Sifatnya yang melimpah, mudah, dan murah sekaligus canggih membuka kesempatan sekaligus tantangan.
Orang-orang kreatif dalam wilayah kultural, seperti seniman, desainer atau arsitek merespon tantangan perubahan-perubahan cepat itu dengan sigap. Setiap mantra reaktualisasi dan revisi realitas pada era sebelumnya diaggap sebagai aksi oposisi yang dinamis.
Oposisi menjadi semacam kondisi berseberangan atas relasi di antara dua proposisi, yang berhubungan dengan subyek yang sama: teknologi digital abad 21.
Orang-orang inilah yang membedakan dalam kualitas dan cara penggunaan teknologi itu dengan masa lalu, khususnya di era abad ke-20.
Beberapa konsep yang dianggap visi baru dalam wilayah seni, desain dan arsitektural adalah
penggunaan media baru pencahayaan, imej yang bergerak (moving image) sampai bentuk-bentuk sinematik yang interaktif berskala gigantik.
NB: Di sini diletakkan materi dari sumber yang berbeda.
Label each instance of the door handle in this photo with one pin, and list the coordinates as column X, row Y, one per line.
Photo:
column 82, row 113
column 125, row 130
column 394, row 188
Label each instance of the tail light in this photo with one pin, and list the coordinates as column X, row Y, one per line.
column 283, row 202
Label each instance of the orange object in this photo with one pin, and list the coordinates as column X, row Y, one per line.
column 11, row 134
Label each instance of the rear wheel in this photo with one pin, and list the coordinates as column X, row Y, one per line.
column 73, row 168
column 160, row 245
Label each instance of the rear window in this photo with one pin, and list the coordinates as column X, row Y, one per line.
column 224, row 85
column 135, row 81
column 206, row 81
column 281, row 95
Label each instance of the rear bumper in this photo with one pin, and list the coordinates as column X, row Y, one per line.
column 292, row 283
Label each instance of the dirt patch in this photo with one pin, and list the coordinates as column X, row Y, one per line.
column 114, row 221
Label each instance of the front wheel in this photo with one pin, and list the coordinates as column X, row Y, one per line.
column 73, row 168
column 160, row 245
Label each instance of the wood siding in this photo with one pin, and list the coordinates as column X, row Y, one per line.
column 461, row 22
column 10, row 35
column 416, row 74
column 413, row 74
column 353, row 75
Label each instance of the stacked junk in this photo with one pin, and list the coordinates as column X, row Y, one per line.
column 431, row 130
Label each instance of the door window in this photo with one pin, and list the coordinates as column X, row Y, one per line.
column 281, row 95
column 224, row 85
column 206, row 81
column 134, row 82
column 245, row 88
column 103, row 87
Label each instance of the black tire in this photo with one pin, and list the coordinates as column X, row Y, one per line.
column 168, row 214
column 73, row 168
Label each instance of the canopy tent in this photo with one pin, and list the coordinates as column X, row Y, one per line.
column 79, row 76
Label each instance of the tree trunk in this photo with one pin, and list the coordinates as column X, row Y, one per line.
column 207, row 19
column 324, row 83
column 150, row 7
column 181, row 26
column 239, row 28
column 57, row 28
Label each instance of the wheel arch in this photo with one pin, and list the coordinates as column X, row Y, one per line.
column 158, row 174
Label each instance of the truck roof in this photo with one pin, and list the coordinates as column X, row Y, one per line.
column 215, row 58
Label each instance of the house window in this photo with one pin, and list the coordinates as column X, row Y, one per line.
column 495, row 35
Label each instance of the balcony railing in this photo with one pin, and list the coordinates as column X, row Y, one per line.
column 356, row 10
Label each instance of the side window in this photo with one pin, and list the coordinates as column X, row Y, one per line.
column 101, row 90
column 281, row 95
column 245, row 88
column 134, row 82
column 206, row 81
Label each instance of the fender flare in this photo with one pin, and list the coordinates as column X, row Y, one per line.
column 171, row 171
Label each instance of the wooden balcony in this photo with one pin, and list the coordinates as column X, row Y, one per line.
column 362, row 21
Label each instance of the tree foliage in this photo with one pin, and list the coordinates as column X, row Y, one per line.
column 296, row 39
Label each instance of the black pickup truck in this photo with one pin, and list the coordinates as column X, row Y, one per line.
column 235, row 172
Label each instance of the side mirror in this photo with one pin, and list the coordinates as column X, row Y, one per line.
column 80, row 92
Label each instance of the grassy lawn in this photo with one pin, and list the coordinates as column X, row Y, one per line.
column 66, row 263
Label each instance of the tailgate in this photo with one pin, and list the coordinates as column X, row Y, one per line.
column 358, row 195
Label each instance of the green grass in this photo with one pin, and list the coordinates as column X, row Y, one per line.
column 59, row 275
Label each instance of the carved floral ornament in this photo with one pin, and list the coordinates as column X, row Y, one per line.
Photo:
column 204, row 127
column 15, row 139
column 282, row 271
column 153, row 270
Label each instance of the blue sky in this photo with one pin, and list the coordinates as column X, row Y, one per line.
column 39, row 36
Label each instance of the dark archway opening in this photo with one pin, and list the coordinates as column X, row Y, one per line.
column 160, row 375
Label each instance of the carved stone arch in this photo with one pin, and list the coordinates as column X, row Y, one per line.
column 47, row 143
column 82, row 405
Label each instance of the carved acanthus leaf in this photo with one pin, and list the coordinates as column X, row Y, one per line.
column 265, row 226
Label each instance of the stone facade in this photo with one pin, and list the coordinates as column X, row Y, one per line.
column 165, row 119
Selain itu, munculnya manipulasi digital (imej dan suara lewat perangkat elektro-digital dan bahasa program komputer) yang dianggap progres terkini membentuk kesadaran anyar antara yang ilusif dan yang fisik dengan piranti VR (virtual reality) atau XR (cross reality).
Pada teknologi berbasis visual, sejarah seni rupa berhutang pada sekitar 1960-an di Amerika Serikat tatkala sinyal elektronik menarik perhatian publik sebagai instrumen dan transmisi visual dengan konten kritik pada kehidupan global, teknologi itu sendiri, sampai konsumerisme pun kapitalisme melalui perangkat TV.
Saat itu, kita mengenal karya instalasi Magnet TV (1965), dengan seniman Nam June Paik yang kemudian tenar dengan konsep Video Art dalam paradigma seni media baru.
Bincang virtual Basri Menyapa kali ini, pada seri ke-5, Minggu Ke II Agustus 2020 menjadi menarik, bintang tamunya seorang desainer, Adi Panuntun.
Ia hadir menggunakan pendekatan trans-disiplin seni, dalamkarya-karyanya dengan latar desain arsitektur dalam digital multi-media serta peran utama penggunaan elemen cahaya, bahasa program digital compu-graphic pun modelling serta konsep sinematik.
Adi Panuntun adalah desainer sekaligus co-founder serta CEO PT Sembilan Matahari. Ia juga sebagai Chairman BCCF (Bandung Creative City Forum) yang mengaku bahwa dirinya dan tim Sembilan Matahari menghasilkan film yang dirancang dengan pendekatan baru, yakni: mengintegrasikan seni dan teknologi melalui pengalaman yang emosional.
"Metode melihat dengan secara berbeda melalui film’ akan merangsang sensifitas kesadaran dan perubahan positif pada publik,” ujarnya dalam wawancara.
“Kita mencoba melalui pendekatan lintas disiplin dalam memproduksi film dipadu kemampuan membuat coding/pemrograman kreatif, yakni mencakup kreasi audiovisual dan multimedia yang impresif, interaktif, dan spektakuler,” imbuhnya.
Dan menurut Adi, dalam kerangka pandang desain, maka ia percaya bahwa sebenarnya mengubah cara berpikir melalui film akan memberi hasil desain yang paling inovatif.